Cantonese cooking tends to be lighter than the rich fare of Beijing, where freezing winters call for a heartier cuisine. Among the most delicate of the southern dishes is the simplest, one which Golden Horse does better than anyone else in town: steamed fish, Cantonese style. On a recent visit the fish was that favorite of Asian markets, tilapia, which tastes much like catfish, and it was extremely fresh. With julienned ginger and ribbons of scallions showered over it, the taste was perfectly clean and each ingredient retained its integrity. Another interesting dish comprises chunks of geoduck lightly sautéed with an assortment of Chinese vegetables, including various kinds of choy.

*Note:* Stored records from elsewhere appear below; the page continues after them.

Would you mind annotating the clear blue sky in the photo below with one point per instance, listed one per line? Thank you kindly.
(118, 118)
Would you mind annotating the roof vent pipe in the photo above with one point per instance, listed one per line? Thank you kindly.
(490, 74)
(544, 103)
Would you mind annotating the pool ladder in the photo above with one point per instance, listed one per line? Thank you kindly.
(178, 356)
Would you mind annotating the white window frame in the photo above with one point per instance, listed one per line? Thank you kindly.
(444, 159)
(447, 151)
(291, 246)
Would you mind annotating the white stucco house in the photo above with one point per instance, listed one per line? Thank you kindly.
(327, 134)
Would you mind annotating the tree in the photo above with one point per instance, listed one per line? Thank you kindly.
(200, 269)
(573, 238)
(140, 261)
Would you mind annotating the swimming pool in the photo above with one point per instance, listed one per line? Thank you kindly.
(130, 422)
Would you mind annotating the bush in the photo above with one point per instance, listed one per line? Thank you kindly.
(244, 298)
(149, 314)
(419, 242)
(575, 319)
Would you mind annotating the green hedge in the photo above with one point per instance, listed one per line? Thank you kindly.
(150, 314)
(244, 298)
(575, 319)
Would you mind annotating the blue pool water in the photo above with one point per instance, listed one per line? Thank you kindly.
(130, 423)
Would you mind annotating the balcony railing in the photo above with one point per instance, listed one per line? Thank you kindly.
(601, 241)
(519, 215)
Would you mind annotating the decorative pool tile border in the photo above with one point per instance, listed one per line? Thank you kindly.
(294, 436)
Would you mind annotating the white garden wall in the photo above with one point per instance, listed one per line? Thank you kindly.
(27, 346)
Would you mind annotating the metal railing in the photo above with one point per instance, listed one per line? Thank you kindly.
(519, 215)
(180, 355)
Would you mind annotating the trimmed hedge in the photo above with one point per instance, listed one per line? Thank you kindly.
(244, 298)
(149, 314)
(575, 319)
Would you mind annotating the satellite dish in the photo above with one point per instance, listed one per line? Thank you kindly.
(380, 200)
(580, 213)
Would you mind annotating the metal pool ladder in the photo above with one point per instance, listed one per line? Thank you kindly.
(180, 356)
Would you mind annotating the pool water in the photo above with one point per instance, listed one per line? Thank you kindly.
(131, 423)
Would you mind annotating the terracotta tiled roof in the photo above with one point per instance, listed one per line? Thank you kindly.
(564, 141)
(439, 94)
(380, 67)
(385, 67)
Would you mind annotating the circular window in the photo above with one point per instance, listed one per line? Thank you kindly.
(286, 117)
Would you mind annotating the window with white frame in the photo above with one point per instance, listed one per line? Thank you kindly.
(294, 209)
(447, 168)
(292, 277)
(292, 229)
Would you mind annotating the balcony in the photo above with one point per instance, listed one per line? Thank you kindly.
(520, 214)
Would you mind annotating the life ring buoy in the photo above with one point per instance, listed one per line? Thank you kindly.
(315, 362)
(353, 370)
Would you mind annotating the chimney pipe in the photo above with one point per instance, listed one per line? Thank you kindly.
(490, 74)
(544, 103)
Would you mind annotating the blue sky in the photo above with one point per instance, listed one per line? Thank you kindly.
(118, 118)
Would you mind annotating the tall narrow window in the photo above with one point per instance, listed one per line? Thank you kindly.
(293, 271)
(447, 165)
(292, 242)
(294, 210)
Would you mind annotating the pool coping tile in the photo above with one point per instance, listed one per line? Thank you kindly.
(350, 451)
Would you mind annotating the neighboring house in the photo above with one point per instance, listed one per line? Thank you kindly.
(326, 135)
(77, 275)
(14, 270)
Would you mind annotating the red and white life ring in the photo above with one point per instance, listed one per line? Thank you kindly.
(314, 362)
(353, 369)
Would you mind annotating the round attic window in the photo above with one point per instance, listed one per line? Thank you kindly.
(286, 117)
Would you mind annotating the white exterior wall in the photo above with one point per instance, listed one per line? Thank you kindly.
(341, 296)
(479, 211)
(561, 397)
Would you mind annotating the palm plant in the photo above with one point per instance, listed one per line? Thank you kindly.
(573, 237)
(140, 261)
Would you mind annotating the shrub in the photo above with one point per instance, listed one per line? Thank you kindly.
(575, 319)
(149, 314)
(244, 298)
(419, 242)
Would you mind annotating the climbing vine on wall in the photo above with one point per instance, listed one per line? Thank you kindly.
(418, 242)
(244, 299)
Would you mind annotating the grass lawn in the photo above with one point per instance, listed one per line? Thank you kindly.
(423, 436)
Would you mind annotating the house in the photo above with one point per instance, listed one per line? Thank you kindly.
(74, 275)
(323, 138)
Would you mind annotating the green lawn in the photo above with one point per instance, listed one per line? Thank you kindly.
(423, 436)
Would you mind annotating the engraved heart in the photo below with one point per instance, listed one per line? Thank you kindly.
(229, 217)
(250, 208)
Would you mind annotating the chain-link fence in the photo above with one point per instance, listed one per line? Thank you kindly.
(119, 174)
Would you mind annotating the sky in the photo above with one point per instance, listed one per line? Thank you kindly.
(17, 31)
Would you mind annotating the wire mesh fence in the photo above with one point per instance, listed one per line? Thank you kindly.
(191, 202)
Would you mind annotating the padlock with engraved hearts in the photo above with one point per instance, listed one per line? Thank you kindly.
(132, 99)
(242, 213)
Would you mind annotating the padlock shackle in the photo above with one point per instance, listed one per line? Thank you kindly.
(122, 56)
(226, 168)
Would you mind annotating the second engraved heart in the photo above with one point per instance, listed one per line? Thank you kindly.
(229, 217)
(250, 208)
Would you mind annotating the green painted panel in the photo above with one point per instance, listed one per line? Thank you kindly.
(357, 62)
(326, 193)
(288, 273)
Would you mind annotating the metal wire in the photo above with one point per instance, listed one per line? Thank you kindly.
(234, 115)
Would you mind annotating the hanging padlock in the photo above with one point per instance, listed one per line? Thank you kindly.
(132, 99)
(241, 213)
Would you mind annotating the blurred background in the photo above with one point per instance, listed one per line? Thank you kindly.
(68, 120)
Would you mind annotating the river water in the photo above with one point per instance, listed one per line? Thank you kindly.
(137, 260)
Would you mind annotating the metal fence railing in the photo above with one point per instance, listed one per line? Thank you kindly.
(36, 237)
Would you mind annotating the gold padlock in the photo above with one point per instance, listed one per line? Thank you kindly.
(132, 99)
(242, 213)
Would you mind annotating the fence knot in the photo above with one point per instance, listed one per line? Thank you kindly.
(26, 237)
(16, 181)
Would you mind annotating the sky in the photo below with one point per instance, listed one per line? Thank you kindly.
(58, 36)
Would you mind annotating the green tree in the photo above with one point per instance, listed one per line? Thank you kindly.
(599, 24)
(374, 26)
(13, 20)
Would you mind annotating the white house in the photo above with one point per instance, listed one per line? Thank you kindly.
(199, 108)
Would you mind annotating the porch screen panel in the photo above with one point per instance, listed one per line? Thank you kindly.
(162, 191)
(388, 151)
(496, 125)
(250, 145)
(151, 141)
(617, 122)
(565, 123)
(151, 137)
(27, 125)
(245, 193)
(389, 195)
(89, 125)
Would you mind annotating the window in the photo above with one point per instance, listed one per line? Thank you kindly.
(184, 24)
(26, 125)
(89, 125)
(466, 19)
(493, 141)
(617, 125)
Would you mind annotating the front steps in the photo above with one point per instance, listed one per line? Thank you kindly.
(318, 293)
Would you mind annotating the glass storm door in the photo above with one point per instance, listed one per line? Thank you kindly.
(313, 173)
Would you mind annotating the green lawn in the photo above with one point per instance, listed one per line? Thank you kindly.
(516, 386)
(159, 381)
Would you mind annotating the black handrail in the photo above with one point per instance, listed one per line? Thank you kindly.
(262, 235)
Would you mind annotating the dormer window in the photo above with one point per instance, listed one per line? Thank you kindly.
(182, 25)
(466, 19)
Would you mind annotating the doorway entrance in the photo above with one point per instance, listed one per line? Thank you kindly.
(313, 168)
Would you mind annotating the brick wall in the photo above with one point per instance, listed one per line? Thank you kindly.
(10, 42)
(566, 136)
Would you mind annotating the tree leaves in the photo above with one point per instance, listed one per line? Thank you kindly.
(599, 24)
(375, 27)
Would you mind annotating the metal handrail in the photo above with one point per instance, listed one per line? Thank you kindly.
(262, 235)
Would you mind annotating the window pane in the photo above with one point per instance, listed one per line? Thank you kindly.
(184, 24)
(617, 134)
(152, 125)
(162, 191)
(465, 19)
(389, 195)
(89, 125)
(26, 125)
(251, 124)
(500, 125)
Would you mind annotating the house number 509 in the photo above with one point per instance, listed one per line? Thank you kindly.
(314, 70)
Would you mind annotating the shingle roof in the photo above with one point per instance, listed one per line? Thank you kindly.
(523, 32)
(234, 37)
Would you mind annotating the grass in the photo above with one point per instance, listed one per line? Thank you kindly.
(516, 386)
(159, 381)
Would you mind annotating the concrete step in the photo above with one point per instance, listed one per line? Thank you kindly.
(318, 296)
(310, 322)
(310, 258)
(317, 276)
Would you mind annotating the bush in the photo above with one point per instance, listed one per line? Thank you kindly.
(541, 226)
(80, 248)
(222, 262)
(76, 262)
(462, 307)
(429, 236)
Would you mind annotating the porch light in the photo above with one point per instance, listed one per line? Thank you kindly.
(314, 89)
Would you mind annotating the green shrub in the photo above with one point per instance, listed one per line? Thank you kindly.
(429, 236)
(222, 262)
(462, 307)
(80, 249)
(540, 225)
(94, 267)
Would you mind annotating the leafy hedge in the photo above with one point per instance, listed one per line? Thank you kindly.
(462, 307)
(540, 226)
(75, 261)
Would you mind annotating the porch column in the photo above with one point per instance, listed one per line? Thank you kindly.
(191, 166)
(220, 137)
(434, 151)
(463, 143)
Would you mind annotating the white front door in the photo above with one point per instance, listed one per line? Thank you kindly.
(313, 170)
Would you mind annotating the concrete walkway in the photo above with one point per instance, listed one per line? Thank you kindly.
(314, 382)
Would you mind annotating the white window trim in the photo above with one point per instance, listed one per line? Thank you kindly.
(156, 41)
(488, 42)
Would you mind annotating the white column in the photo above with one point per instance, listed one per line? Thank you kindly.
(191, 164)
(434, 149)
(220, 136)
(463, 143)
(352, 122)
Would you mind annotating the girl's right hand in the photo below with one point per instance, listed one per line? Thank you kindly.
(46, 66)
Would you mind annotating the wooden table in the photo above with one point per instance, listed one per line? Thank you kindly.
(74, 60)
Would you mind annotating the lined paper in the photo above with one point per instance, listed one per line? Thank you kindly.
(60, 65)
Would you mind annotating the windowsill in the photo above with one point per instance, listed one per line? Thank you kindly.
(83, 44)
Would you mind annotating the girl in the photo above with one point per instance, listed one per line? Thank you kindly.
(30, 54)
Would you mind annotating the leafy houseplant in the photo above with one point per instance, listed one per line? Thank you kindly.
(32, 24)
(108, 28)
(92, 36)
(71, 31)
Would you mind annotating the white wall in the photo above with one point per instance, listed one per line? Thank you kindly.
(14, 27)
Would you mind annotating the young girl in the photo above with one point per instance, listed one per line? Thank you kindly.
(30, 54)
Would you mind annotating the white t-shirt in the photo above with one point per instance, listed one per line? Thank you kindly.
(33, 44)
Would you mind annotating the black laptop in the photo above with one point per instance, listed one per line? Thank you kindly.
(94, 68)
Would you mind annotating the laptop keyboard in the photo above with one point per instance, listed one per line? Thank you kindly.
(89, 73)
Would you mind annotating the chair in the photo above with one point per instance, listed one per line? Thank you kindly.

For a sumptuous treat nothing can match whole Dungeness crab, not braised in the familiar way with black bean sauce but, like the whole fish, steamed with ginger and green onions. This style doesn't overwhelm the subtle flavor of the meat, and the crabs even appear to plump up and yield more than usual.

For these blustery winter days, ceramic-pot cooking is especially welcome. Some 20 combinations will complicate your choosing, but for a succulent assortment you can't do better than roast pork, oyster, tofu and cabbage. The clay pot allows for slow braising that keeps ingredients from disintegrating and retains their distinct flavors and textures.

Vegetables are outstanding here. If Chinese mustard or fresh sautéed bean sprouts are in sight, you mustn't let them escape your grasp.

Only one dish disappointed: The honey-glazed walnut shrimp are bathed in a white sauce, strangely, as if the chef were determined to marry Confucius and Escoffier. But French and Chinese cuisines, the world's two greatest, have virtually nothing in common. Cartesian cooking in Canton? Cogito ergo dim sum?

Golden Horse boasts a gigantic menu, and I have a two-year plan to make my way through most of it. Given that on each of my visits countless Chinese families were voraciously devouring platter after platter, it looks as though many folks have the same splendid ambition.